Camp 7 Sleeping Bags

I always get a kick reading really old hiking and backpacking magazines and seeing the print advertisements that gear manufacturers used to run. I’ve pulled some of them together in this post to give you a look at the gear that manufacturers were trying to sell people nearly 40 years ago, from 1973-1975. I’m sure you’ll recognize many of the company names including Sierra Designs, Recreational Equipment Inc, Mountain Safety Research, Kelty, Marmot and The North Face.

Camp 7 – too bad that company disappeared. The first sleeping bag I ever bought was made by them and it lasted 15 years. I love that image!

If any of these ads appeal to you, leave a comment naming your favorite one.

Sierra Designs 6-sided Tent

MSR Stoves and Tents

Kelty Pack REI Down Sweater

Sherpa - Tubbs SnowshoeThe North Face Sleeping Bag

Optimus Butane StoveGerry External Frame Pack

Jansport Sleeping Bags
Coughlans Waterproof Matches
Marmot sleeping bags
Fabiano Hiking Boots

37 comments

  1. Bet it still works – I want to try that Optimus Mousetrap.
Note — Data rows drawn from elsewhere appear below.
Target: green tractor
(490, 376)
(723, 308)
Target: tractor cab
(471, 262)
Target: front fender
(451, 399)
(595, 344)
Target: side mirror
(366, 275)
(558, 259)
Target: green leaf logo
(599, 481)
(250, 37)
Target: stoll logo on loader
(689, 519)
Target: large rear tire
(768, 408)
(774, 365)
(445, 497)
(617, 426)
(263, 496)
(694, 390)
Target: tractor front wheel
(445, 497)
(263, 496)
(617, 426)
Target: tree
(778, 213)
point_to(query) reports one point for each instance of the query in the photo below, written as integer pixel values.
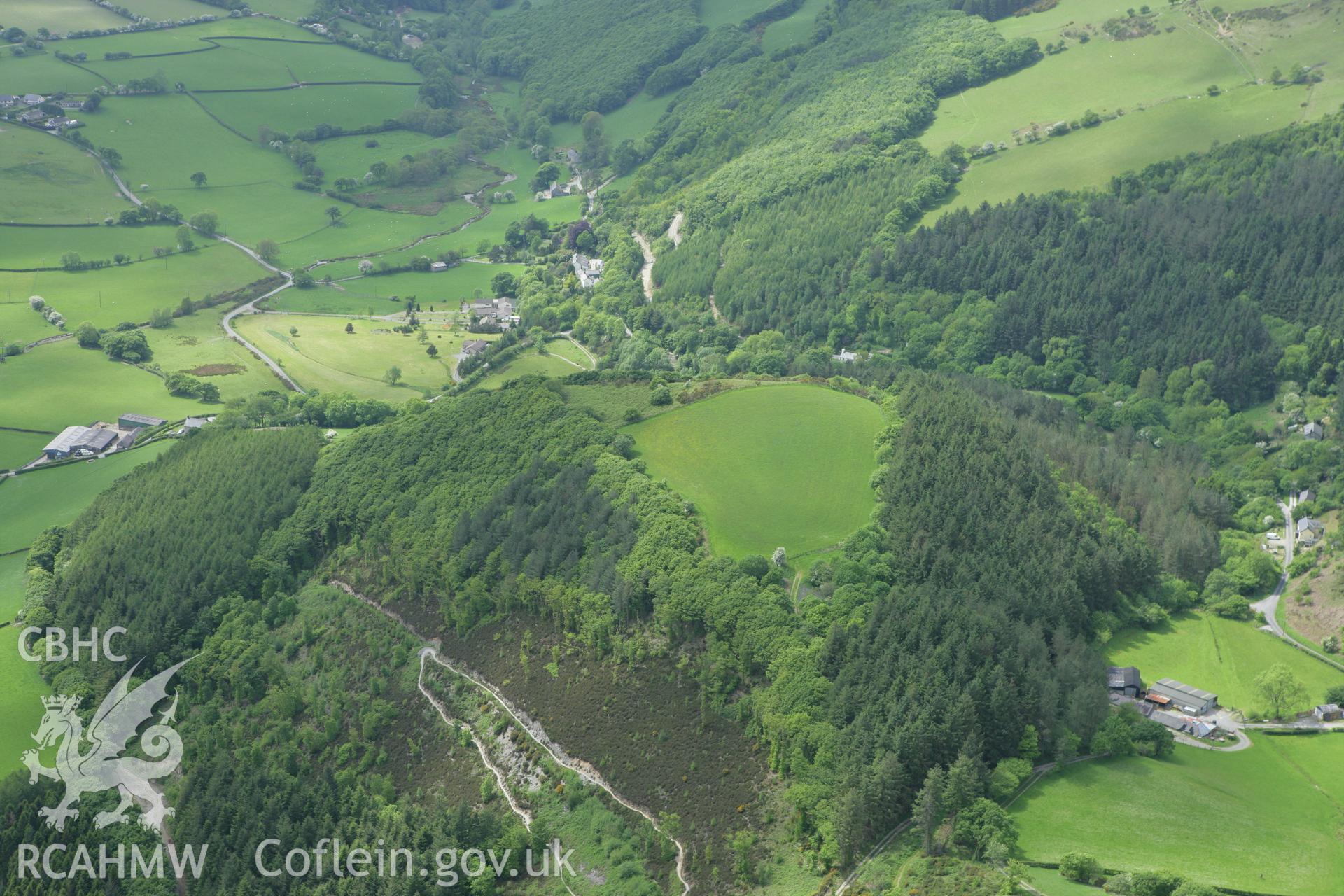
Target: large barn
(80, 440)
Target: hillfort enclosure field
(752, 448)
(748, 460)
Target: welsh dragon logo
(102, 767)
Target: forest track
(581, 767)
(647, 272)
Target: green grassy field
(197, 344)
(252, 188)
(1051, 883)
(168, 10)
(769, 466)
(58, 16)
(19, 699)
(568, 349)
(1159, 81)
(1102, 76)
(528, 363)
(1091, 158)
(18, 449)
(45, 181)
(130, 293)
(43, 246)
(62, 384)
(1265, 820)
(1221, 656)
(43, 73)
(326, 358)
(36, 501)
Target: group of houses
(1167, 701)
(100, 438)
(493, 311)
(31, 115)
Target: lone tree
(1280, 688)
(268, 250)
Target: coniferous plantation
(606, 449)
Sounds neat!

  2. I remember when my MSR stove arrived in 1977 — instruction sheet produced on a typewriter with hand-drawn illustrations. No fancy nylon bag for stove storage, just a heavy duty plastic bag.

    I also remember buying equipment at Moor and Mountain in Concord MA. They sold brands that EMS didn’t carry…

  3. Ralph’s is still there!

  4. I love to look at the 1960’s and 1970’s stuff. Happily collectors are saving it for the future. BTW I am now willing to sell my 1970’s-era MSR (orange-colored) ice axe.)

  5. If I remember most of these ads clearly, still have (and use) some of this gear, and have photos of myself with that quality and quantity of head hair….well, then, how old could these ads really be?

    • I’m right there with you Ted! Alas now I am a good advertisement for a hat and remembering to put sunscreen on your head :) I still have an old stove from that era. The rest has been retired but gave me many many years of good use.

  6. Thanks for an interesting perspective! If you get a kick out of how things used to be, you might enjoy browsing through Colin Fletcher’s “The Thousand Mile Summer” about his 1958 hike along the length of California. I picked this up through my library a few years back as I was first getting into lightweight backpacking and was delighted to see a photo spread in the middle of the book showing all the gear he brought with him. How things have changed – oh, those leather boots!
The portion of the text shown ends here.